La Fédération mahoraise des Associations environnementales (FMAE) s’était mobilisée en amont, sûre du coup des factures : « Selon l’article L.1321-1 du code de la santé publique ‘Quiconque offre au public de l’eau en vue de l’alimentation humaine, à titre onéreux ou à titre gratuit, est tenu de s’assurer que cette eau est propre à la consommation’. « Nous avons adressé un courrier à Roukia Lahadji, 1ère vice-présidente de l’Association des Maires de Mayotte, pour qu’elle porte une double demande auprès du Sieam : une exonération des factures d’eau et une aide sur l’eau en bouteille », explique Ali Madi, le président de la FMAE.

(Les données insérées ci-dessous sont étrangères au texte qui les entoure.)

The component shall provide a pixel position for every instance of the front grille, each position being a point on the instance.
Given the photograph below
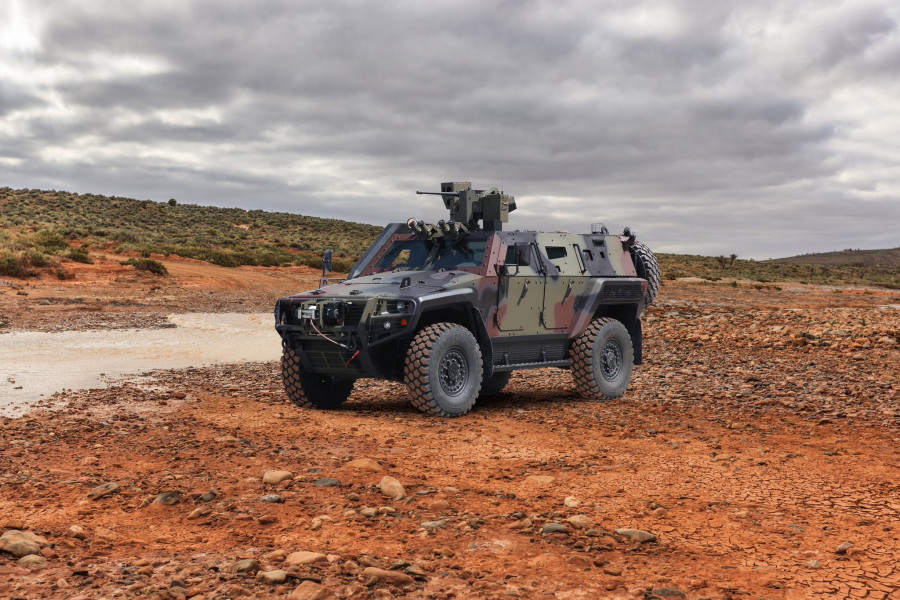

Qui avait fait son calcul : « Habituellement j’ai de l’eau potable tous les jours à mon robinet pour 100 euros par mois. Actuellement, je dois débourser 180 euros d’eau en bouteille et d’eau du robinet non potable, et moins d’un jour sur deux, puisque nous sommes coupés à 8h et remis en eau à 10h seulement le lendemain. Mon budget va donc en grande partie dans la caisse de Mayco, qui représente notamment la multinationale Coca-Cola. Nous demandons donc une aide pour ces habitants. Une partie des élus reconnaissent qu’ils ont fait des erreurs sur cette compétence communale qu’est l’eau, mais nous continuons à privilégier les financiers ! »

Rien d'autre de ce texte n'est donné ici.